BRASIL (Pulso) — La Unión Europea suspendió las importaciones de carne y otros productos de Brasil. El motivo: falta de garantías sobre el control de antibióticos en la ganadería.
En mayo, el bloque ya había retirado a Brasil del listado de países reconocidos por cumplir sus reglas de uso de antimicrobianos. Ante la falta de respuestas, Bruselas endureció la medida hasta obtener garantías de trazabilidad.
Brasilia rechazó el veto. Anunció que recurrirá a los mecanismos de solución de controversias del acuerdo Mercosur-UE y también a la Organización Mundial del Comercio.
Las cifras son altas. Están en juego más de US$1000 millones en exportaciones de carne bovina. En carne aviar, el monto expuesto es de casi US$800 millones.
En el análisis de La Nación, hay presión de productores ganaderos europeos, sobre todo franceses, opuestos al acuerdo con el Mercosur. Aun así, el texto sostiene que la sanidad animal debe tomarse en serio: mejor bisturí que motosierra a la hora de desregular.

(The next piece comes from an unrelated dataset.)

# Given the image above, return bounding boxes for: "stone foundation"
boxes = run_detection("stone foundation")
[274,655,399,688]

Argentina no está exenta de un riesgo similar, según la misma fuente. Pero destaca sus sistemas de trazabilidad e información, y el rol del Senasa, que pese a los recortes presupuestarios puede otorgar garantías de inocuidad. La memoria de la crisis de aftosa de fines de los 90 pesa: la confianza sanitaria se pierde rápido y cuesta años recuperarla.
En paralelo, la Sociedad Rural Argentina calculó que el mercado de créditos de carbono podría representar una oportunidad de US$4800 millones anuales para el país. La entidad fue explícita: esos recursos «no pueden estar concentrados en intermediarios ni bajo un esquema de administración estatal», sino llegar directo a productores y propietarios.
El caso brasileño deja una lectura para la región: la trazabilidad sanitaria no es un capricho burocrático, es la llave de acceso a mercados. Los sistemas que hoy sostiene el Senasa, con recursos limitados, son un activo que Argentina no puede permitirse perder.